Frustrated teachers in West Virginia launched the first major strike of the year in January 2018. About 35,000 educators and staff left the position to protest a 1% wage increase. The shutdown eventually resulted in the closure of all state public schools for a week, the time that state lawmakers agree to grant them a 5% increase and temporarily freeze them. health insurance premiums.

Teachers from six other states soon followed and, by the end of the year, Marriott workers were picketing in four states.

Working-class Americans are no longer fed up with their employers since the 1980s, as this chart shows:


United States Department of Labor

To be clear, the 485,000 workers involved in the 2018 shutdowns were not all on strike. This number includes people who could not work because employers temporarily stopped operations during walkouts. This also includes lockouts, in which an employer refuses to let workers do their work when they are involved in a contractual conflict.

But almost every 20 major work stoppages in 2018 were marked by massive strikes, which eventually increased the wages of thousands of workers.

The trend does not slow down

The Stop & Shop strike is the last sign that the widespread concern of workers is not easing. The supermarket stop is almost as important as the strike that shut down all schools in West Virginia last year (25,000 teachers took part in the strike, compared with 31,000 grocery store employees).

Earlier this year, in January, Public School Teachers in Los Angeles ended a strike that shut down the country's second school district for more than a week.

According to Alex Caputo-Pearl, president of United Teachers Los Angeles, a union representing approximately 34,000 public school teachers, nurses, librarians and support staff in the city.
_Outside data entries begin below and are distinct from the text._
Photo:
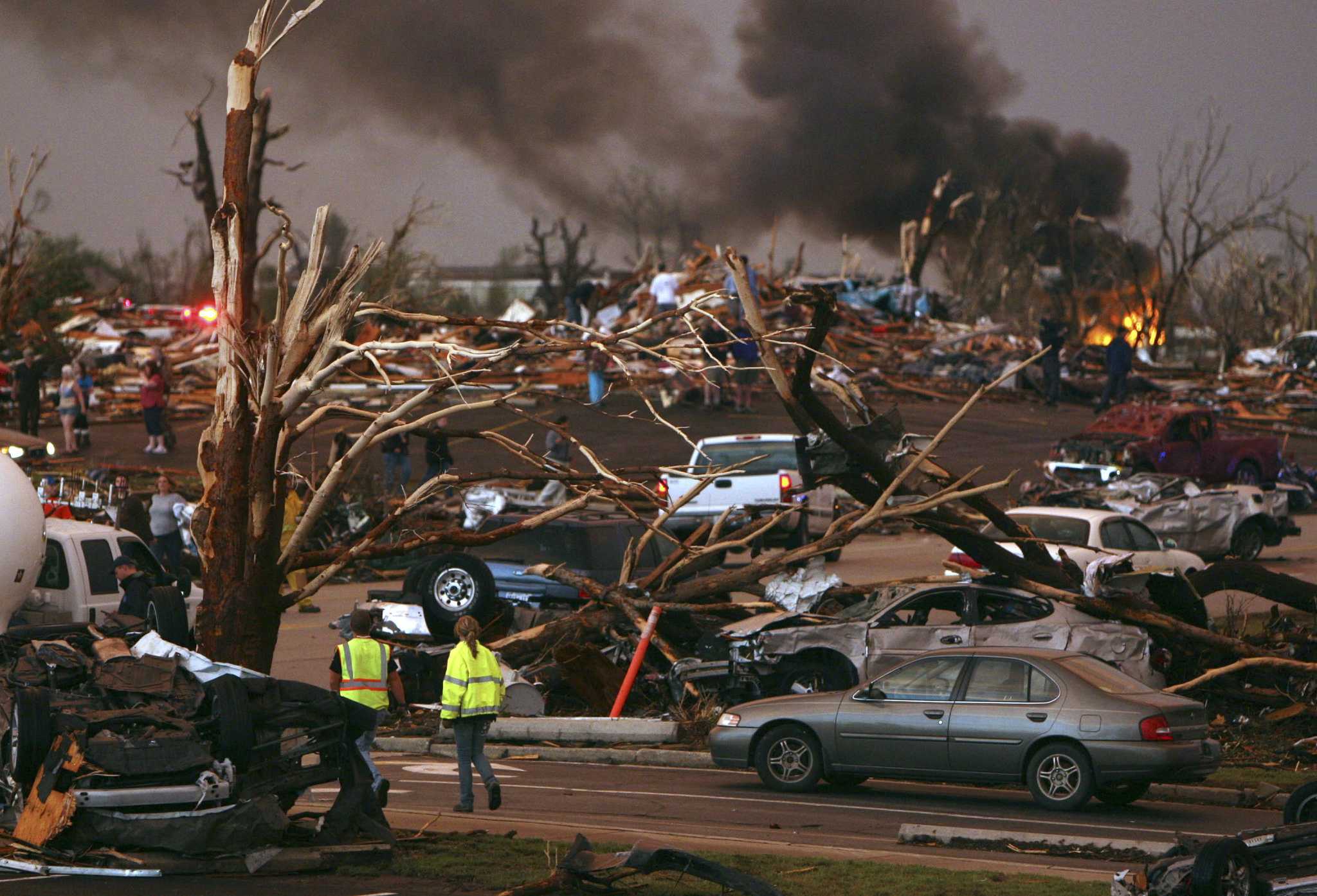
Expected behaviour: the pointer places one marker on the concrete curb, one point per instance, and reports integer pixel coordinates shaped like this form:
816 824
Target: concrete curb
1260 798
946 836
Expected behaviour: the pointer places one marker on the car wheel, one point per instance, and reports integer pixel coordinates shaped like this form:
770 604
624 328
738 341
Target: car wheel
453 586
788 758
1248 541
1224 867
844 779
167 614
1121 794
1302 805
31 735
1248 474
1060 776
232 711
810 677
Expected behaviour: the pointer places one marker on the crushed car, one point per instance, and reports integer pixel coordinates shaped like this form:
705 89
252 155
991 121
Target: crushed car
805 653
1212 521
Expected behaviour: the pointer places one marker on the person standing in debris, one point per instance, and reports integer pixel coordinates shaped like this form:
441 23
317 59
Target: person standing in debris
734 303
153 408
473 694
26 391
131 514
1120 362
746 354
397 452
1051 334
167 541
71 403
363 670
134 584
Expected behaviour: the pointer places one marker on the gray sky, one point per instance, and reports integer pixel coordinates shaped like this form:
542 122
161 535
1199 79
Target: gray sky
1127 70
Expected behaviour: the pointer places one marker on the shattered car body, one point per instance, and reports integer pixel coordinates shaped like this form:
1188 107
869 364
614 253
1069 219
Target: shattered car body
1212 521
803 653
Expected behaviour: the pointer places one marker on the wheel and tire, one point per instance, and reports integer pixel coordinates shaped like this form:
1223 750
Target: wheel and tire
1060 776
1248 474
844 779
1248 541
167 613
788 758
1302 805
812 676
453 586
1224 867
1121 794
31 735
232 711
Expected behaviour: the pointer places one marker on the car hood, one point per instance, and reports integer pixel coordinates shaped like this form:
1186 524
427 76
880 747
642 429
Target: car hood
758 712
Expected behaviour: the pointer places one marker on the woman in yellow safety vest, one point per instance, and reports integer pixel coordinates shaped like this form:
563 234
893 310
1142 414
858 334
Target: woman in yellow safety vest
473 694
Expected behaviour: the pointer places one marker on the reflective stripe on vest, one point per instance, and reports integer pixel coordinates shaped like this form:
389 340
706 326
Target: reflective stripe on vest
360 682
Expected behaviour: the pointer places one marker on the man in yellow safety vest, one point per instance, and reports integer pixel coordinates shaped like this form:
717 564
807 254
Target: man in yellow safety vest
364 670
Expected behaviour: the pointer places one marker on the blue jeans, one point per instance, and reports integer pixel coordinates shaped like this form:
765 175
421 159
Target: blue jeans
469 735
397 471
598 386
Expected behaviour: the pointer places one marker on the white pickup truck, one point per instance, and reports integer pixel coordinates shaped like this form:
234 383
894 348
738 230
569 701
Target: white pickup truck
765 485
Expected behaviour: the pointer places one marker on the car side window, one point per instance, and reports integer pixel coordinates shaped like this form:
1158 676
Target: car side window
100 566
923 679
1116 536
996 608
54 570
936 608
1142 537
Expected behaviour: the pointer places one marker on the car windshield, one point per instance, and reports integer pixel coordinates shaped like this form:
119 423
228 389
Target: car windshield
544 545
1048 526
779 456
1103 677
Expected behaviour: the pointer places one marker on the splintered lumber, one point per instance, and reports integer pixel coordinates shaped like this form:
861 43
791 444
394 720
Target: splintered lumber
50 809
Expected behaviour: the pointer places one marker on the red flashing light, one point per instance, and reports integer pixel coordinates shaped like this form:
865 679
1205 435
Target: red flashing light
1156 728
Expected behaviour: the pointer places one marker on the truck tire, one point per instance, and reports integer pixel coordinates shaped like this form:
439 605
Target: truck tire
167 614
232 711
1222 867
453 586
1248 474
31 736
1248 541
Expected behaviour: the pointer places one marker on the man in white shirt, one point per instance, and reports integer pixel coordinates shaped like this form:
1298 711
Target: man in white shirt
664 289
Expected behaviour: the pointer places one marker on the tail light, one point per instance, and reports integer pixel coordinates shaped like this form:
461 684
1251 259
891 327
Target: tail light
1156 728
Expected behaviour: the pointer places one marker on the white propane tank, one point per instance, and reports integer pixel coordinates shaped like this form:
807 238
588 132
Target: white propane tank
24 548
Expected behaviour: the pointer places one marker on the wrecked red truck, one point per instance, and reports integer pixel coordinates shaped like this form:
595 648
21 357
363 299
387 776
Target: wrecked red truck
1175 438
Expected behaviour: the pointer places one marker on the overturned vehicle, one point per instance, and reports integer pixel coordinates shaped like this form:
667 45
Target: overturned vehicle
803 653
1212 521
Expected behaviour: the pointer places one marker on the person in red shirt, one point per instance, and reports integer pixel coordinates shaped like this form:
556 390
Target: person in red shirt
153 408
And more than 2,000 teachers in Denver it's going on strike in February for the first time in 25 years. Educators want the school district to overhaul its compensation system, which relies heavily on bonuses that fluctuate dramatically from year to year.

It's unclear when Stop & Shop employees will return to work, but they do not seem too worried. State legislators, members of Congress and presidential candidates in the Democratic presidential election of 2020, such as Sens. Elizabeth Warren and Bernie Sanders, all promised their support to the strikers.